If he had been a slave, serving in the war might have been a chance to attain greater rights, if not full freedom.
“This was a huge gamble,” says Bercaw. “People really assumed that [greater rights] would be coming, and we find that during the American Revolution a lot of African-Americans petitioned their states for freedom, and this is when states like Massachusetts begin abolishing slavery—but many African-Americans served in the Revolution as enslaved people and after the war continued to be enslaved. It wasn’t a guarantee.”
She points to one woman in particular whose petition for her freedom to Massachusetts set off a chain of similar petitions and campaigns for abolition, though very few abolished slavery altogether. Connecticut instituted “gradual emancipation,” requiring enslaved people to serve 25 years before receiving full freedom. The last person was not freed until the 1840s.
“The gunpowder horn really speaks to Simbo’s personal story—there’s something very powerful about an object that was actually owned and possessed by an individual,” says Bercaw. “When you encounter an artifact like this, you consider a more basic, common community. It’s important in that light.”
“It’s also important because when people think of the past in African-American history, they tend to think of slavery. We are trying to make it a point that American freedoms have come out of the African-American experience, and this object is fabulous for telling this story.”
Little information remains of who has had the horn over the years. The Smithsonian received it in 2009 from Mark Mitchell, a notable collector and authority on African-American objects and ephemera. Says Bercaw, “As a curator, when I look at that object and see other objects [from Prince Simbo that include pay stubs and small paper slips related to his military service] that are on the market, it makes me think that it was in family hands, that that collection was whole at a certain time. Because for those things to have survived over the years, they would have had to have been stored.”
“Our most interesting collecting has been done through families,” says Bercaw. “Some families were really conscious of the history they were holding on to, and our museum has been lucky as people are trusting our mission more and trusting us with objects they have held on to for generations.”
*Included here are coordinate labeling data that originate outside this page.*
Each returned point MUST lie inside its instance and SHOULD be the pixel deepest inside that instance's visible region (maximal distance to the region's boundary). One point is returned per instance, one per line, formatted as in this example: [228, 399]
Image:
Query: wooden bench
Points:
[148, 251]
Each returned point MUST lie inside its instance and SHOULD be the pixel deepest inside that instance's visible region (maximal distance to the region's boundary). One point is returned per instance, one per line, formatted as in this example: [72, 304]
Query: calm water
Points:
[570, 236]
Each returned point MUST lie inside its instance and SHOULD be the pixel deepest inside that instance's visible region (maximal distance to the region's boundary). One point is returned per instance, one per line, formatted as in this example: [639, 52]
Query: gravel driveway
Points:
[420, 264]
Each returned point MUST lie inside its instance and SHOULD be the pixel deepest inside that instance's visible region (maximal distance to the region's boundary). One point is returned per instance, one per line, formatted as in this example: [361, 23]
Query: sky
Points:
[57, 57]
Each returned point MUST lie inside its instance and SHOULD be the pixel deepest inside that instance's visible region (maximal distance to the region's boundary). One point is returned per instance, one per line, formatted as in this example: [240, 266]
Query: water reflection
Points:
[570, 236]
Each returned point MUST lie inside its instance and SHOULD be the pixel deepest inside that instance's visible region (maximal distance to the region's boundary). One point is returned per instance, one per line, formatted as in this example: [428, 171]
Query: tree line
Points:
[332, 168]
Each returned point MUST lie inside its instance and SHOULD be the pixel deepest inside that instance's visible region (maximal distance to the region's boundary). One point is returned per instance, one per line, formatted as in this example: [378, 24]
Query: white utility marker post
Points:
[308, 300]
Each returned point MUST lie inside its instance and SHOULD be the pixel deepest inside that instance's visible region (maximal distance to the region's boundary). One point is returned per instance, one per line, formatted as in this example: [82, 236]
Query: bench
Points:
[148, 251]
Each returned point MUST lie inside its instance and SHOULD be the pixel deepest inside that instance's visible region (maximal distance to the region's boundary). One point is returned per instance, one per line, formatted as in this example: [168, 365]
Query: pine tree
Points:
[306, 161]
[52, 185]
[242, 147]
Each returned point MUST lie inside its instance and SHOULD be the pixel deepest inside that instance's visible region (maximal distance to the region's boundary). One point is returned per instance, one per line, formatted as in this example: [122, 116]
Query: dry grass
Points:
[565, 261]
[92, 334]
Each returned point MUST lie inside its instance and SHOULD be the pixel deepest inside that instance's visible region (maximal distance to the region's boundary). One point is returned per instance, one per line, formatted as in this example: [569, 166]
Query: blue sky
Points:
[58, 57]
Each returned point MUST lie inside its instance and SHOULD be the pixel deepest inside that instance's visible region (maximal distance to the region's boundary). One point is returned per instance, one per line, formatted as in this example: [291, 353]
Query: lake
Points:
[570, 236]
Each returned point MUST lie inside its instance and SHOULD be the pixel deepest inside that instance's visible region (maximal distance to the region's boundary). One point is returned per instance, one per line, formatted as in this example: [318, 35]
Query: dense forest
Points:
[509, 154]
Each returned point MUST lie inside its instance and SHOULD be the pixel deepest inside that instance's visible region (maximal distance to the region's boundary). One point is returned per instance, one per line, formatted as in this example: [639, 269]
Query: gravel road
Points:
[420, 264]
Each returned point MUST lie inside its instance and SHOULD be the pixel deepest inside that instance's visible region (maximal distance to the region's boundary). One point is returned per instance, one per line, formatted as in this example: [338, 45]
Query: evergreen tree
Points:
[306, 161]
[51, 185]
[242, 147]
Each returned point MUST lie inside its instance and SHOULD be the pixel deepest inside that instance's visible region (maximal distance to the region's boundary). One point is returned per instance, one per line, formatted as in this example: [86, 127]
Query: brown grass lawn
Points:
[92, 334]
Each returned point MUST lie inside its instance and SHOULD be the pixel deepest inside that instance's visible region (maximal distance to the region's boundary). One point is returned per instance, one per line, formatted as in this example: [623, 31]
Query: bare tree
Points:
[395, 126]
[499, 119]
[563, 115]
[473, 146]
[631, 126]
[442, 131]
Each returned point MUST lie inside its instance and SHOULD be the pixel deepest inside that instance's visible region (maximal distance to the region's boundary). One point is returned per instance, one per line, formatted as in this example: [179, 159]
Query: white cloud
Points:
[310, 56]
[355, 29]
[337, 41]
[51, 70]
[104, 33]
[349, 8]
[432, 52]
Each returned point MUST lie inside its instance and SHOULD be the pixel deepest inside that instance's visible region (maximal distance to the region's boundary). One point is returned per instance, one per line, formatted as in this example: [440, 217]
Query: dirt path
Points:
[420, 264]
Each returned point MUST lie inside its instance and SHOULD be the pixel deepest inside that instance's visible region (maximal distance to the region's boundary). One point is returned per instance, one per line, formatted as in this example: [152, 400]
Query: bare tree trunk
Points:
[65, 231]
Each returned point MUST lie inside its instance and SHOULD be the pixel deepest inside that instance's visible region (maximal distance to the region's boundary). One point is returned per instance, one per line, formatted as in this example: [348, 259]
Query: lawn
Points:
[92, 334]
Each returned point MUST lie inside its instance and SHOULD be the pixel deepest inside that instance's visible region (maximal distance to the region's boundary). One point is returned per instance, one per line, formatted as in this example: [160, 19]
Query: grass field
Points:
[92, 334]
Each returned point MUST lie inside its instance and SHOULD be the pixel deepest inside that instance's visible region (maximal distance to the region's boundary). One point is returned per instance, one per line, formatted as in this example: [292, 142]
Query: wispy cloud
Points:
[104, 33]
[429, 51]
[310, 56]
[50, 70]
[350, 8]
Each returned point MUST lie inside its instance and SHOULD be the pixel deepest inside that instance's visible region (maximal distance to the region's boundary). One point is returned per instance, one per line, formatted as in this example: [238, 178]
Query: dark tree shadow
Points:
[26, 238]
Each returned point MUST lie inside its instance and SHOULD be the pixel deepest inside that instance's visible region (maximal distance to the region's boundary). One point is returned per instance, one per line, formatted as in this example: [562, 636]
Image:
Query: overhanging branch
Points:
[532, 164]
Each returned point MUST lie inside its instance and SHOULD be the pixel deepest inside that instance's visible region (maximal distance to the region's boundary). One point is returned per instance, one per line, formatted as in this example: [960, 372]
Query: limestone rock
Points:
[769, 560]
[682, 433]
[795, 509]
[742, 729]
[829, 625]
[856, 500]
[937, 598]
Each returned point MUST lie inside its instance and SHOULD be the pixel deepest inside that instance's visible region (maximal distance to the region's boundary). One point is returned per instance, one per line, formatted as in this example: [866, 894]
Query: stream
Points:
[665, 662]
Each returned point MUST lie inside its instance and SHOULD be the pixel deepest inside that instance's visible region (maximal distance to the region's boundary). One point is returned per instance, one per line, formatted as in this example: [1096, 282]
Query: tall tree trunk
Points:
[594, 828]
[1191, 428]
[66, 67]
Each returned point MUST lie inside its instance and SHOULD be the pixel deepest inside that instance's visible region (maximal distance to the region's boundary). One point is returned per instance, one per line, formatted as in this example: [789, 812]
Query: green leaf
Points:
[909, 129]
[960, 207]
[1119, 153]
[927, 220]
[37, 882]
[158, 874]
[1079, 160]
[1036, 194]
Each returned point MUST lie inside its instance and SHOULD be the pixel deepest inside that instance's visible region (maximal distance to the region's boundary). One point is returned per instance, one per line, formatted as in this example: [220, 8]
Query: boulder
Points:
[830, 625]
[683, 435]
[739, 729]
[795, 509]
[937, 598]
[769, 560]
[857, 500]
It is one of the museum’s signature objects, displayed as part of the exhibition titled “Slavery and Freedom,” in its own case in the Revolutionary War era.
“History often remains impersonal—often it’s names and dates,” says Bercaw, “but having an object that belonged to an individual really helps people grasp the intimacy of what it was like in the past to be facing those contradictions, and to understand someone like him.”